Time, power, water and people.

That’s all that’s needed to control the deteriorating seaside Fukushima Daiichi nuclear power plant in Japan.

It sounds so simple, yet each presents challenges.

Over the past week, the facility has careened out of control with a bewildering sequence of explosions, malfunctions, fires and, in all likelihood, partial reactor core meltdowns.

Plumes of radioactive steam rise from the site, and satellite photos show heavy damage to three of the facility’s six reactor buildings. Those same photos show fuel tanks and smaller buildings nearest the shore washed away.

The total amount of radiation released by the facility is unknown. But radiation readings at the site have been so high that the operating company, Tokyo Electric Power Co. (Tepco), has pulled back most of its emergency workers.

The situation appears uncontrollable, growing more dire each day.

But nuclear experts say that with each passing day, the emergency at Daiichi creeps closer to stability.

That’s because time is on Japan’s side — at least in regard to the reactor cores themselves.

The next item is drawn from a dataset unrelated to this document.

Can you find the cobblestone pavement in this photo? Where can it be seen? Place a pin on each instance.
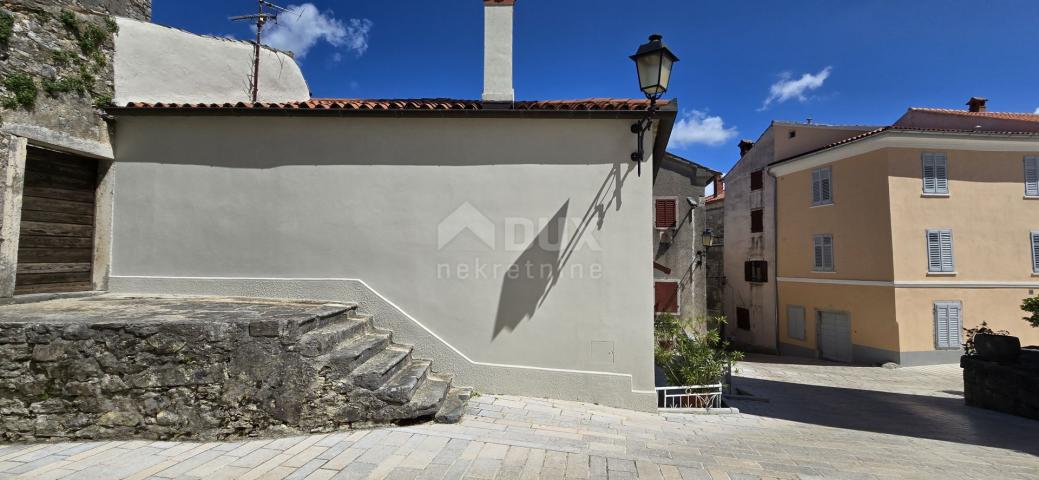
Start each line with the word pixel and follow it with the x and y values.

When the earthquake hit last Friday, control rods automatically dropped into the three operating reactors, stopping their nuclear chain reactions. Even so, the tightly bundled fuel rods in the cores are continuing to radioactively decay, throwing off the heat and radiation that crews have so desperately battled.

With each day, though, the energy thrown off by the fuel rods decreases exponentially. They become easier to control with the seawater pumped into them.

The challenge with time is that the facility continues to emit radiation. “People want it fixed yesterday,” said Lake Barrett, a retired nuclear engineer who led emergency operations at Three Mile Island during that Pennsylvania facility’s partial core meltdown in 1979.

Getting electrical power

As for electrical power, restoring it should be “top priority,” said Mark Pierson, a nuclear engineering professor at Virginia Tech.

Restoring power would dramatically enhance the facility’s cooling abilities, nuclear experts said. The total loss of primary, backup and battery power — a blackout state long feared by nuclear plant operators — precipitated the crisis by crippling the facility’s crucial pumps.

It’s unclear how much electricity is now available on site or why Tepco called on General Electric to deliver 10 mobile generators from the United States. A GE spokesman said he did not know when the request from Tepco came in or when GE would be able to deliver the generators.

On Thursday, the International Atomic Energy Agency announced that a half-mile-long power line had been laid to Fukushima Daiichi’s unit 2 reactor building, but it did not say whether power had been restored.